China looms large in the West’s imagination. The Middle Kingdom spent much of mankind’s history as the world’s most prosperous nation. Today, in terms of the sheer size of its economy, it is back on top.
But China is not yet the full partner the West hoped it would become when, at the turn of the century, it called for a shakeup of its state-owned enterprises (“SOE“), an end to business monopolies and the encouragement of foreign investment.
Nor has it become the rogue powerhouse some in the West feared it would become. Today, China remains focused on shoring up a somewhat faltering economy (gross domestic product growth, which reached 10.4 percent in 2010 has fallen since to 7.4 percent in 2014), taming an overheated property bubble and rebalancing its economy from low-end manufacturing to consumer goods.
China is at a crossroads, and the West should do more than wait to see which path it takes.
As at any crossroads, the signs point several ways.
Those SOEs, indeed, are being reformed. President Xi Jinping is rooting out corruption. The Shanghai and Shenzhen free trade zones and the Hong Kong- Shanghai (and soon Shenzhen) Stock Connect schemes will allow foreign and domestic investors to “dip their toes.”
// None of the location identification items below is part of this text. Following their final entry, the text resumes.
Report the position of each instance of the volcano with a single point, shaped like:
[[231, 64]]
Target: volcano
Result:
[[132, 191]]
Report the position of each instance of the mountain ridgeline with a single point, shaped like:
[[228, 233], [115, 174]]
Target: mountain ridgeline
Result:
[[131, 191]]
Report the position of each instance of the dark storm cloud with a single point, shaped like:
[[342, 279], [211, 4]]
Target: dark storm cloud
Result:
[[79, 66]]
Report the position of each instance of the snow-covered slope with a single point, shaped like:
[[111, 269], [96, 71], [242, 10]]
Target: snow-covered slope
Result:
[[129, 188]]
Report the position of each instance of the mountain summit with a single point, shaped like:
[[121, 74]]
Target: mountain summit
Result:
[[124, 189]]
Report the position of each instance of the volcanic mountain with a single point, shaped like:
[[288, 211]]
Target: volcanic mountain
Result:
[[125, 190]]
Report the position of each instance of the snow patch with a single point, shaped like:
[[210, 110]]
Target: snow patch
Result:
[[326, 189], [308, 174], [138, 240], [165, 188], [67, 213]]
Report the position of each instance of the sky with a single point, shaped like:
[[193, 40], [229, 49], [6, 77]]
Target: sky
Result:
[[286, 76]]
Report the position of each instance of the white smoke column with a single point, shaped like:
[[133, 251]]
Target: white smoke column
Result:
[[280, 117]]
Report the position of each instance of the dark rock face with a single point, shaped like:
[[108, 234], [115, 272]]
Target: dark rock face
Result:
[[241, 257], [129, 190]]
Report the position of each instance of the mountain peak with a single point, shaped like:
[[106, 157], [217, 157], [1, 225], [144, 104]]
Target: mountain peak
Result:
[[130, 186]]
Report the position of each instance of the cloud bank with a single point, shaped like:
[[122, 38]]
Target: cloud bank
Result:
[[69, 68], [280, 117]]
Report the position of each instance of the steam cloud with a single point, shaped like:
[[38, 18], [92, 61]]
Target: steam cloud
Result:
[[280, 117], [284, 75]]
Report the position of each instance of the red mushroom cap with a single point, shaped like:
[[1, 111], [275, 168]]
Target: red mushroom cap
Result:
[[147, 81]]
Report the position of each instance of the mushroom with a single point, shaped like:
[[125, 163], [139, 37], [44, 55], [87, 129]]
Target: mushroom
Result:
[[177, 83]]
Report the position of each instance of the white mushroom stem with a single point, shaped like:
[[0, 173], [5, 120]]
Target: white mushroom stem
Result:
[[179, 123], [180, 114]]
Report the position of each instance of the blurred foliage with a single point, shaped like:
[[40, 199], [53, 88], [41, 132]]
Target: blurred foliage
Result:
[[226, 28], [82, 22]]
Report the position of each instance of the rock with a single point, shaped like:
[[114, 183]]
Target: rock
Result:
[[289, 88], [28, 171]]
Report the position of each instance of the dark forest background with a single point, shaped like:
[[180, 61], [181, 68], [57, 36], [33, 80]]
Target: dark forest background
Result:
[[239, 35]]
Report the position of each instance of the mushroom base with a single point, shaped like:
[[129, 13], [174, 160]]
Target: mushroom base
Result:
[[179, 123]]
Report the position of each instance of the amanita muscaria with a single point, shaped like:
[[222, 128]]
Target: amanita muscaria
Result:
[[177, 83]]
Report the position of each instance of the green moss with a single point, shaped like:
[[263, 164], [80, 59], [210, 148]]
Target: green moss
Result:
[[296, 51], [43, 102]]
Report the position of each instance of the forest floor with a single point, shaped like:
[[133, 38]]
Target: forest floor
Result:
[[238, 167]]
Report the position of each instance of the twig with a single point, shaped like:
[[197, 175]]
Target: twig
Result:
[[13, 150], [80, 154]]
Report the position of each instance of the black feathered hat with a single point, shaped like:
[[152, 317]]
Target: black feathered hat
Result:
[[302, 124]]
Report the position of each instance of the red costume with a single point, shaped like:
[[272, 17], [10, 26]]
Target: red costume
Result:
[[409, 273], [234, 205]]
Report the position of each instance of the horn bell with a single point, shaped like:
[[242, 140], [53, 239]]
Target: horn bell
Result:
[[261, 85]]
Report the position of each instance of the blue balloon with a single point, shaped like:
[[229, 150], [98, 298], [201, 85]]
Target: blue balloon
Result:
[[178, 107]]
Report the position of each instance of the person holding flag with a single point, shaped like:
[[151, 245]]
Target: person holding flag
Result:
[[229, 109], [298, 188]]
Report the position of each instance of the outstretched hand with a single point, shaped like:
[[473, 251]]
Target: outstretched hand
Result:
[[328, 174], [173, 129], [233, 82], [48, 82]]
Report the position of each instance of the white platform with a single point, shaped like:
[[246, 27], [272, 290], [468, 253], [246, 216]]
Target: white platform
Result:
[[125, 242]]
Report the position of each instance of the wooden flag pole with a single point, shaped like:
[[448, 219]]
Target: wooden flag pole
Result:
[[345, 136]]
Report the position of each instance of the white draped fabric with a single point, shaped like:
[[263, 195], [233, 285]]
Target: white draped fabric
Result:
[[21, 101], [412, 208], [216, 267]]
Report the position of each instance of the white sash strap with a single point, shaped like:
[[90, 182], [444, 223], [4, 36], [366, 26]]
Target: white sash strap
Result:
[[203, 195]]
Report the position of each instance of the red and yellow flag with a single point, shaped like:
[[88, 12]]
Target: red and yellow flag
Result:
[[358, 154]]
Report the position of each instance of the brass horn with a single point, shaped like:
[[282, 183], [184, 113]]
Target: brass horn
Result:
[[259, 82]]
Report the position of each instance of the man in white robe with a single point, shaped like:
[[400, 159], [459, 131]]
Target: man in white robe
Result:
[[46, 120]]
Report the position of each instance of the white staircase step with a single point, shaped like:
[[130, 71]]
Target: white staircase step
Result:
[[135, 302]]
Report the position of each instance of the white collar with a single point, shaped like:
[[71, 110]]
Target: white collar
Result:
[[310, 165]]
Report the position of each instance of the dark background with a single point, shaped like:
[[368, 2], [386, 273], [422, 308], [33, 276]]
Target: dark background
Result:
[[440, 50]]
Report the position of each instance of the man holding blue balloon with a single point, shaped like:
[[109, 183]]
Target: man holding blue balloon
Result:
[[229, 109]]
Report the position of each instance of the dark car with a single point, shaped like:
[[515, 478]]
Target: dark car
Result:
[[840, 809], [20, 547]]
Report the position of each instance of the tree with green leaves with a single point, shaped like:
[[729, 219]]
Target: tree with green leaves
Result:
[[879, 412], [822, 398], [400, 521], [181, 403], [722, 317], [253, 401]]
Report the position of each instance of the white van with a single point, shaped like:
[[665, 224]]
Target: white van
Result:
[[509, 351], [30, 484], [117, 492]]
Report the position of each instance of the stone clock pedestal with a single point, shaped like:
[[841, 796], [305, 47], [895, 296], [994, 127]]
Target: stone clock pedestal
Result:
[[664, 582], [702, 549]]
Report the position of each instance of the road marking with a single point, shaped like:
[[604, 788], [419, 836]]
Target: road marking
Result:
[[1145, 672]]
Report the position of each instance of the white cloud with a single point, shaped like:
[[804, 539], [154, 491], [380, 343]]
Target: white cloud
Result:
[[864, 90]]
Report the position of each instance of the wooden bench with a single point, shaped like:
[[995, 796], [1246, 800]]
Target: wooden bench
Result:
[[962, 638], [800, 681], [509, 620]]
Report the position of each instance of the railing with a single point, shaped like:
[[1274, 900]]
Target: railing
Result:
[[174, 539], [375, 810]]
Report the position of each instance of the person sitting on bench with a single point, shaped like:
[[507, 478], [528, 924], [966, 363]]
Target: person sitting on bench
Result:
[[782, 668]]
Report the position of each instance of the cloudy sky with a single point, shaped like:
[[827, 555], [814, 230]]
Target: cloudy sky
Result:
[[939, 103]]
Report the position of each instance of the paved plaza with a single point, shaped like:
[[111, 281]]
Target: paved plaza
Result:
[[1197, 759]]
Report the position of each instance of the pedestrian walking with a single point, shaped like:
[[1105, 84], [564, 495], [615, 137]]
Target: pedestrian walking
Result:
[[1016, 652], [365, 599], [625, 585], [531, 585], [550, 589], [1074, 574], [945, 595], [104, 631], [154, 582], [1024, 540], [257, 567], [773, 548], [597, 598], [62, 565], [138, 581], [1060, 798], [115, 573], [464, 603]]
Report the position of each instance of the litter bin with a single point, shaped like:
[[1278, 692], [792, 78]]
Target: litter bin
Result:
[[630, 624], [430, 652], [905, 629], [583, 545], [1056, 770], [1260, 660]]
China also continues to fund projects in Vietnam, the Philippines and Indonesia, and the Asia Infrastructure Investment Bank, which China is organizing, is being embraced across the region as an alternative to the U.S.-centric World Bank and Asian Development Bank. Given the huge strides China has made in raising its standard of living, improving its infrastruc- ture and developing new technologies, it’s no wonder emerging economies look to China as a model.
But foreign investors continue to be wary despite the enormous size of China’s market and the love of Chinese consumers for foreign brands. Well-founded doubts persist about how safe those investments may be when the foundational principles of economic freedom, at best, are embryonic. And the jury is still out on Xi Jinping’s reforms. Are they intended to establish market transparency and fairness? Or are they motivated by a desire to consolidate power?
These uncertainties are shared by China’s emerging middle class. China needs its people to invest in and spend more on the domestic economy, but, as is the case with foreign investors, people worry about the safety of their money. They also are concerned about their retirement and health. Social Security helped U.S. consumers feel secure enough to spend in middle life; China has to provide its people with retirement and healthcare benefits in order to replicate that demand.
Right now, however, China remains an enormous driver of world growth. If China does not succeed, the entire world will suffer.
What should the West do? Lecturing China won’t work. It must develop its own way. But the West should seize every opportu- nity to engage with the Middle Kingdom. That’s the surest way to promote the emergence of the liberties and freedoms upon which sustained economic success depends. And then, perhaps, the changes that need and want to happen will.